Some other aspects of the May 2021 amendments
The May 2021 amendments also state that the landlord may apply to the Board to resume possession of a tenanted dwelling house if he requires the premises as a residence for himself or any of his ascendants or descendants. A number of conditions apply, foremost among them being that the tenant owns suitable alternative premises and is not over 65 years of age. This remedy is without prejudice to the lessor’s right to demand the termination of the lease if the tenant’s means exceed the threshold established by the means test. The new law has also altered the rules concerning who is entitled to continue the lease following a tenant’s demise; however that in itself would be the subject of a separate lengthy discussion.

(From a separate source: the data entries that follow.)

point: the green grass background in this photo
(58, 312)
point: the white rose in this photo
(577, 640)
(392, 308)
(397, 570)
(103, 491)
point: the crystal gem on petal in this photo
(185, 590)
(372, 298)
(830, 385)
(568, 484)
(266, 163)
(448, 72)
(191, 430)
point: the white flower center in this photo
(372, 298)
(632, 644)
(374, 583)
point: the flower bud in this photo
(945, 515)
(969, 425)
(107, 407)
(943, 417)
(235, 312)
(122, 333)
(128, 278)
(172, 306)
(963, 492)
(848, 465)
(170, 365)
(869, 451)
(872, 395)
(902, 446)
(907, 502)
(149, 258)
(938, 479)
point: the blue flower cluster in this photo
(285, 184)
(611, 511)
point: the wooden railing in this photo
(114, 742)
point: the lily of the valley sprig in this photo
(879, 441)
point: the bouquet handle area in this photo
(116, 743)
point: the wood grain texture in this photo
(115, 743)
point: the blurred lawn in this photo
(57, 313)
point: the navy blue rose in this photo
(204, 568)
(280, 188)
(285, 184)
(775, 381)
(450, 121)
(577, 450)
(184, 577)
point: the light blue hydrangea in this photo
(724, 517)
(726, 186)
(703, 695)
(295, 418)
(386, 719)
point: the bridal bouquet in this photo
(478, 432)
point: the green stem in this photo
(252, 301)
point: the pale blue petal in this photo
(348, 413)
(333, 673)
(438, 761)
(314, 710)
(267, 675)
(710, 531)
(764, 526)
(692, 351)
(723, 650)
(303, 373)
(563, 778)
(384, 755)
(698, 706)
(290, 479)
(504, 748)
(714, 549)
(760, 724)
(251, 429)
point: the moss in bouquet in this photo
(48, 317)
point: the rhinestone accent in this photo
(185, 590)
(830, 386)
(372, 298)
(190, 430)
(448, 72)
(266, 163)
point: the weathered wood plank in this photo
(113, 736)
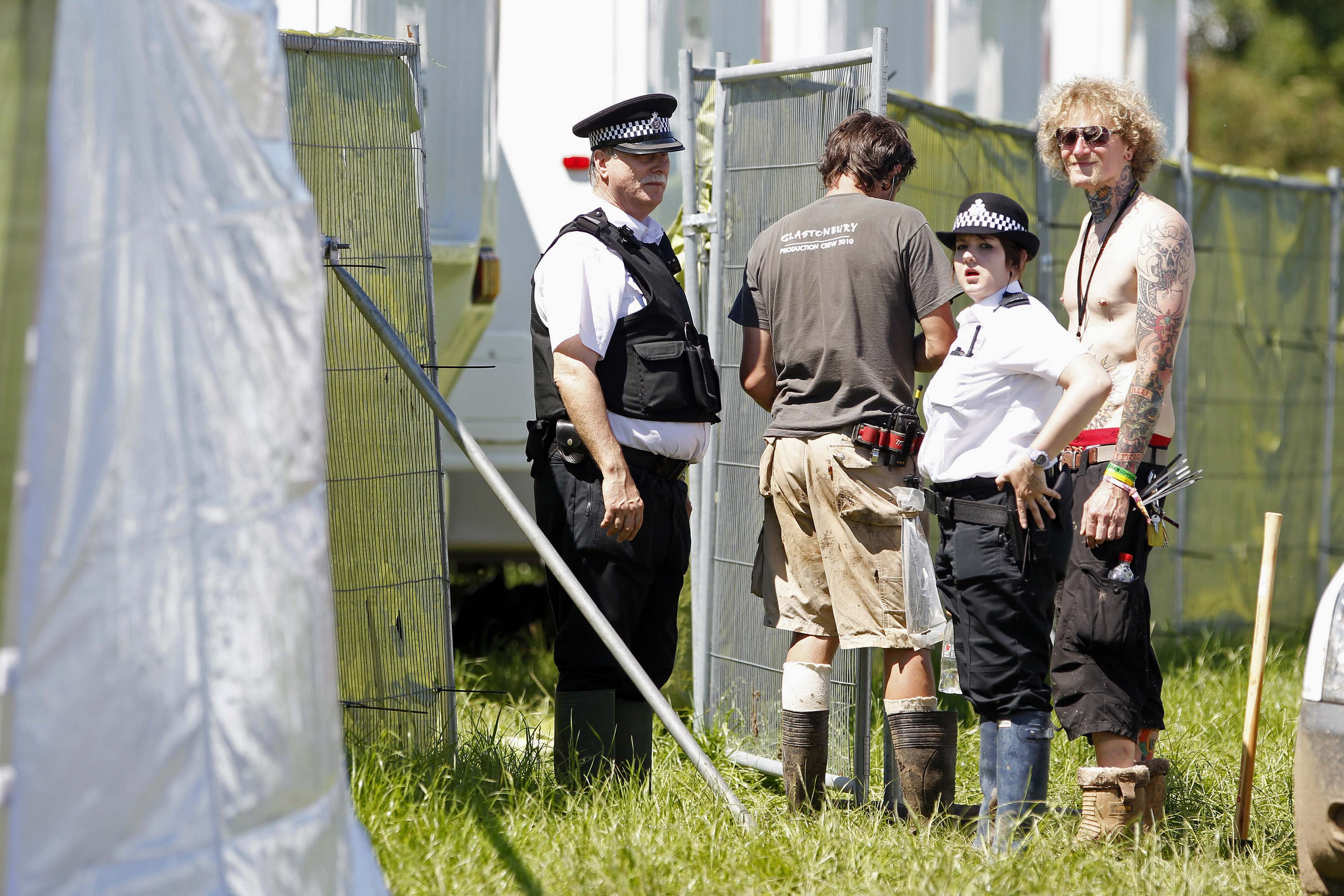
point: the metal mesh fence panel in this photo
(775, 132)
(355, 127)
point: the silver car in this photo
(1319, 772)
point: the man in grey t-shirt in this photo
(827, 308)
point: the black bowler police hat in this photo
(639, 126)
(996, 215)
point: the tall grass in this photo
(497, 823)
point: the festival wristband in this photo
(1132, 492)
(1117, 472)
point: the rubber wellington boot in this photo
(632, 747)
(585, 725)
(1113, 800)
(804, 739)
(927, 757)
(1155, 800)
(1022, 773)
(988, 785)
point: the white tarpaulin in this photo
(175, 725)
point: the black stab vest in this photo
(656, 367)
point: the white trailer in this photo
(559, 62)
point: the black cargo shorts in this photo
(1104, 672)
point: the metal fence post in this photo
(863, 688)
(878, 92)
(713, 316)
(691, 272)
(1182, 389)
(1323, 551)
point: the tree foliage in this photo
(1268, 84)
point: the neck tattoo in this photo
(1105, 199)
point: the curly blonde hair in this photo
(1121, 101)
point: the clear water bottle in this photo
(948, 680)
(1123, 571)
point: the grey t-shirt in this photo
(841, 285)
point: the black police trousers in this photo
(1000, 613)
(635, 583)
(1104, 668)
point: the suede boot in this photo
(988, 785)
(1022, 772)
(632, 749)
(585, 725)
(1113, 800)
(925, 746)
(1155, 800)
(804, 739)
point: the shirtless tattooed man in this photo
(1127, 291)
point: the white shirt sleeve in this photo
(1038, 346)
(580, 287)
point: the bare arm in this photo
(1086, 386)
(583, 397)
(1166, 276)
(756, 373)
(938, 335)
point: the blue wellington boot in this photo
(988, 783)
(1023, 773)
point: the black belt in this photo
(967, 511)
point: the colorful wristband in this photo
(1120, 473)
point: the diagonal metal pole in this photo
(550, 556)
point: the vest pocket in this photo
(662, 378)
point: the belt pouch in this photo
(705, 377)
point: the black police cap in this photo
(639, 126)
(992, 214)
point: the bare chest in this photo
(1101, 283)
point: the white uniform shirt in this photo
(583, 289)
(996, 388)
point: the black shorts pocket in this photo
(1107, 614)
(980, 551)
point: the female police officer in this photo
(996, 418)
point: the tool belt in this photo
(1080, 459)
(894, 444)
(1027, 545)
(561, 439)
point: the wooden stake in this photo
(1250, 727)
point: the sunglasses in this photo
(1093, 135)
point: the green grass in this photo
(498, 824)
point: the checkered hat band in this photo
(980, 217)
(631, 132)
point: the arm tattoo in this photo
(1166, 273)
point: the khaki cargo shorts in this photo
(830, 555)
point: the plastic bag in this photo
(925, 620)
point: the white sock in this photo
(807, 687)
(910, 704)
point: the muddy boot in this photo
(632, 747)
(1022, 773)
(804, 738)
(585, 723)
(1113, 800)
(927, 757)
(1155, 800)
(988, 785)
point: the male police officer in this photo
(626, 394)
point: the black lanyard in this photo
(1078, 293)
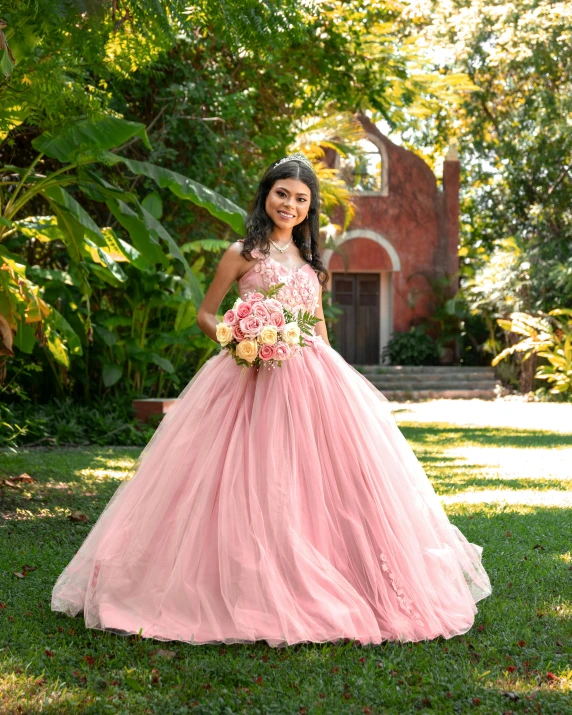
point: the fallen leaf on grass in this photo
(511, 696)
(160, 653)
(78, 516)
(15, 482)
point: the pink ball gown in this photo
(280, 504)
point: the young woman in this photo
(280, 504)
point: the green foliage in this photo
(64, 421)
(89, 247)
(411, 348)
(548, 335)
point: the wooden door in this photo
(357, 330)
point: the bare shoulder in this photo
(233, 254)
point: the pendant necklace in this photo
(281, 248)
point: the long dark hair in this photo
(305, 235)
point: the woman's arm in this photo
(320, 327)
(231, 266)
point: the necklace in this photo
(281, 248)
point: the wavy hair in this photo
(305, 235)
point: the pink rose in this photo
(260, 310)
(282, 350)
(237, 333)
(267, 352)
(231, 317)
(277, 319)
(273, 305)
(255, 297)
(251, 326)
(243, 310)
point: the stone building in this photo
(404, 236)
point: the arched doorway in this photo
(363, 288)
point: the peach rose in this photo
(237, 333)
(231, 317)
(247, 350)
(268, 335)
(261, 311)
(277, 319)
(282, 350)
(267, 352)
(243, 310)
(273, 305)
(223, 333)
(251, 326)
(254, 297)
(291, 333)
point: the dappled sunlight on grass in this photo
(515, 659)
(532, 497)
(98, 475)
(513, 463)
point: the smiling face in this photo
(288, 203)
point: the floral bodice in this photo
(301, 287)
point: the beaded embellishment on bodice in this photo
(301, 286)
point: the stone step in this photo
(424, 369)
(413, 379)
(427, 384)
(402, 395)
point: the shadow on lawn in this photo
(441, 435)
(522, 625)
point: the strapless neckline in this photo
(276, 263)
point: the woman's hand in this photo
(320, 327)
(231, 266)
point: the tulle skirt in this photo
(276, 504)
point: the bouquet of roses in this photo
(261, 331)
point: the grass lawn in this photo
(504, 487)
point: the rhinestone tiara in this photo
(295, 157)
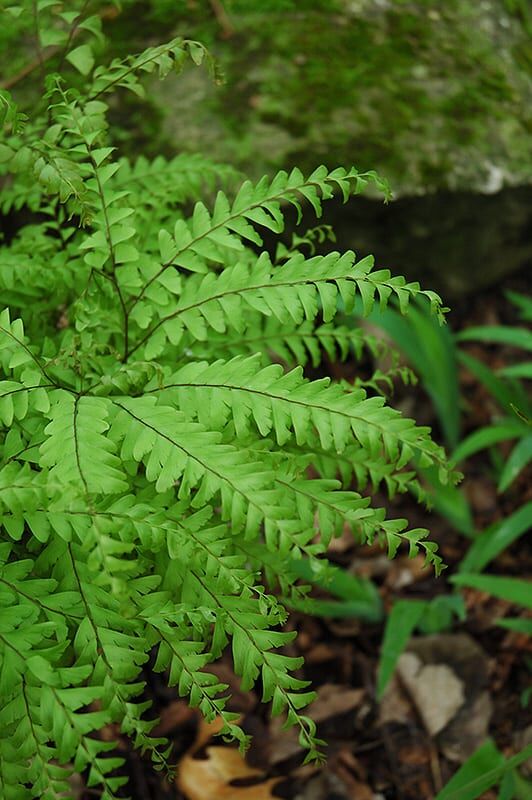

In the meantime, another breakthrough judgment was recently delivered by the Constitutional Court in the area of rural leases. On the 23rd of November 2020 the Constitutional Court in a case in the names J&C Properties Limited vs Nazzareno Pulis et found that the legal provisions allowing tenants of rural leases to continue to hold land at rental values far below the property’s worth on the rental market were in breach of the plaintiff’s fundamental rights and, consequently, it declared that the tenant in that particular case could no longer rely on those legal provisions to hold the property. The landowner subsequently filed proceedings before the Agricultural Leases Control Board which pronounced the eviction of the tenants on the 30th of July of this year. The latter judgment is now subject to appeal.
The law and jurisprudence concerning regulated rents is therefore very much alive and close monitoring of its evolution is of fundamental importance in advising the interests of affected persons.
This article is not intended to constitute legal advice and neither does it exhaust all relevant aspects of the topic.